Stamped’s multi-site comparison story is also strong here. Once the Faridabad thesis lands, Palwal and Pithampur become natural comparison points for cost-per-ton, startup sequencing and utility baselines. That gives Stamped a credible expansion path without needing to oversell a groupwide transformation on day one.

The main alternatives are internal maintenance teams, ad hoc consultant reviews and raw bill scrutiny by finance or plant management.
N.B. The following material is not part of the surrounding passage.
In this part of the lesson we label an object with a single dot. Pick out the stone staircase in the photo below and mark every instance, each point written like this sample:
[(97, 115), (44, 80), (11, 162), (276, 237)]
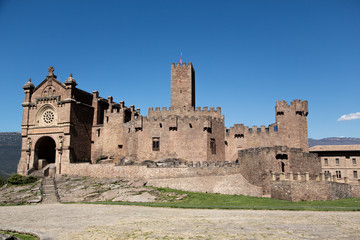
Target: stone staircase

Stamped differentiates by giving the owner or plant head a read-only, rupee-first layer that ties operational behavior directly to the next bill.

5. Before you reach out

  • Confirm whether Faridabad alone clears ₹30 lakh/month or whether the user’s estimate was based on aggregate electricity across multiple sites.
  • Ask which issue bites hardest today: melting/furnace cost, MD events, compressor load, DG dependence or cross-site benchmarking.
  • Verify whether DHBVN billing and sanctioned demand are managed centrally by finance or locally by plant engineering.
  • Lead with owner language: “one of the few controllable costs against OEM price-downs,” not sustainability or digital transformation.
  • Use the three-plant footprint as a hook only after trust is built; start with one plant and one bill.
  • Do not assume they have a mature EMS. Ask what data they already pull from machines, meters and bills today.
  • If reliability problems exist, separate grid-quality pain from avoidable internal demand overlap so the conversation does not collapse into a power-quality complaint.
  • Expect technical validation from maintenance after management interest; be ready to explain the read-only architecture simply.

6. Risks, flags & sources

Data quality flags:

  • Oswal is private and publishes limited financial/operational disclosure, so electricity spend and plant throughput estimates are inferential.
  • Some website pages list slightly different equipment counts and employee/revenue figures; the broad conclusion of high energy intensity is more reliable than any single metric.
  • No public confirmation was found for SCADA, EMS or current plant-level leadership titles beyond general company information.